Seculiere meerderheid
Toch krijgen veel christenen direct een vieze smaak in hun mond als het woord ‘mensenrechten’ valt. Dit omdat mensenrechten vaak gebruikt worden om postmoderne normen en waarden aan gelovigen op te leggen. Bekend voorbeeld is het proces van het Clara Wichmann Instituut over de rechtspositie van vrouwen binnen de SGP. Ander voorbeeld is het recht op zelfbeschikking met daaruit voortvloeiend allerlei wetgeving op het gebied van bijv. abortus en kinderopvang. Op die wijze ontstond vorig jaar de hostierel toen de homoseksuele ’Prins Carnaval’ de hostie geweigerd werd.
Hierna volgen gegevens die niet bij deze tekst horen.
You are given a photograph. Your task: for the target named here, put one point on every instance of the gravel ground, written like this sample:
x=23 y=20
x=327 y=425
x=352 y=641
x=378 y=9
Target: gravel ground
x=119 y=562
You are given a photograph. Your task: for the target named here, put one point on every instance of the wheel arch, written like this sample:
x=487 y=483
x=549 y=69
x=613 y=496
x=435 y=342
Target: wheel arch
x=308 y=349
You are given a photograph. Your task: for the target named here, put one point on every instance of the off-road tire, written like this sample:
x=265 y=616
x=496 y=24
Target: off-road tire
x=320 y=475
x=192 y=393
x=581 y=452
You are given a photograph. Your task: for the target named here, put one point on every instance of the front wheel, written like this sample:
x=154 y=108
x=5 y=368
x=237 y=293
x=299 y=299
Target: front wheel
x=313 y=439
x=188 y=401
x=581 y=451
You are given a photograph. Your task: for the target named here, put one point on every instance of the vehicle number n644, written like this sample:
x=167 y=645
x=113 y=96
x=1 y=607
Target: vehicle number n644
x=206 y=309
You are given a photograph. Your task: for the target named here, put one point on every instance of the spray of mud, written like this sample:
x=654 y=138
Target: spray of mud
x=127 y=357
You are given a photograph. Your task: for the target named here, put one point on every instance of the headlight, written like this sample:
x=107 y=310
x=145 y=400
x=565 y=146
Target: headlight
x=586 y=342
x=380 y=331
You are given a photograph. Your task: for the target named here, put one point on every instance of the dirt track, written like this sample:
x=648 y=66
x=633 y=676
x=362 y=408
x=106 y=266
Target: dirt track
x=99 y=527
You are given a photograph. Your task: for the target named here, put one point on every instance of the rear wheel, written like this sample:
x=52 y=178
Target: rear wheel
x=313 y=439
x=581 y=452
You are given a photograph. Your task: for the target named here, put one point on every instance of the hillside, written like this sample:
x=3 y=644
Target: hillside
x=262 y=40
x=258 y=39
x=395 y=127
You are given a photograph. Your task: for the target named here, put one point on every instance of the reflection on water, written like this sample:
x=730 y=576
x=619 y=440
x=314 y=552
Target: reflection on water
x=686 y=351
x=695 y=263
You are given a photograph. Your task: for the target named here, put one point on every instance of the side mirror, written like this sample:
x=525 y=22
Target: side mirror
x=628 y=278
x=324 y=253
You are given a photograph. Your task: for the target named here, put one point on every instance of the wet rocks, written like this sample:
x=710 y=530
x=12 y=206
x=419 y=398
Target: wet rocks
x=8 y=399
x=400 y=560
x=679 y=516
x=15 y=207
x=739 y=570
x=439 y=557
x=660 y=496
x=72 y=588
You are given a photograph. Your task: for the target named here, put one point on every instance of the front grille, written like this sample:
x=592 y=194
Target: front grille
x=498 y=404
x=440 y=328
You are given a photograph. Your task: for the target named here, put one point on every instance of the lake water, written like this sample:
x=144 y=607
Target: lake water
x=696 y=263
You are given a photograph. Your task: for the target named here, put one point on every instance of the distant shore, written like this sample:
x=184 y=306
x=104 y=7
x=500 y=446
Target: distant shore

Deze voorbeelden laten juist zien dat religieuze vrijheid onder het mom van mensenrechten aan banden wordt gelegd ten behoeve van de seculiere meerderheid.
Christelijk denken
Er is een diepe misvatting die leeft onder veel christenen dat de mensenrechten verzonnen zijn door een seculiere meerderheid. Echter, mensenrechten hebben juist hun oorsprong in het christelijke denken over recht en rechtvaardigheid. In veel mensenrechten zijn dan ook duidelijk christelijke thema`s terug te vinden zoals vrijheid en barmhartigheid. De christelijke traditie heeft altijd geprobeerd om vanuit de morele wet een antwoord te geven op het onrecht in de wereld. Een belangrijke denker over mensenrechten is Thomas van Aquino geweest. Mensen hebben volgens Aquino onvervreemdbare rechten als deel van Gods recht. Dit idee van natuurrecht gaat ervan uit dat de mens van nature rechten heeft, die in de menselijke natuur besloten liggen. Ook de jurist Johannes Calvijn neemt een positieve houding aan tegen het idee van natuurrecht als uitgangspunt van fundamentele rechtsregels. Ondanks de verdorvenheid van de mens en de verduistering van het menselijk verstand is het algemene genade dat er een besef van goed en kwaad is overgebleven onder de mensen. (Institutie II, 2.12)
De omwenteling
De huidige mensenrechten zoals vastgelegd in de Universele Verklaring van de Rechten van de Mens zijn een geseculariseerd aftreksel van het christelijk denken over mensenrechten. In de christelijke traditie is het denken over mensenrechten altijd gezien in de context van Gods recht, Zijn voorzienigheid en de verdorvenheid van de mens. Haaks op dit christelijke mensbeeld staat dan ook het moderne mensbeeld waarin de autonomie van de mens centraal staat. Hierin wordt de mens gezien als een goed en verstandig wezen dat het recht heeft om zijn geluk op aarde te vestigen. De mens zit in een progressieve evolutionaire spiraal. Waar deze in uitmondt is nog onzeker, maar als we sommigen moeten geloven is een wereldvrede haalbaar. Het hoeft ons dan ook niet verwonderen dat seculiere partijen hun mond vol hebben van mensenrechten. Mensenrechten is de taal waardoor de moderne mens iets probeert te zeggen over recht, terwijl het de God van recht en gerechtigheid loochent.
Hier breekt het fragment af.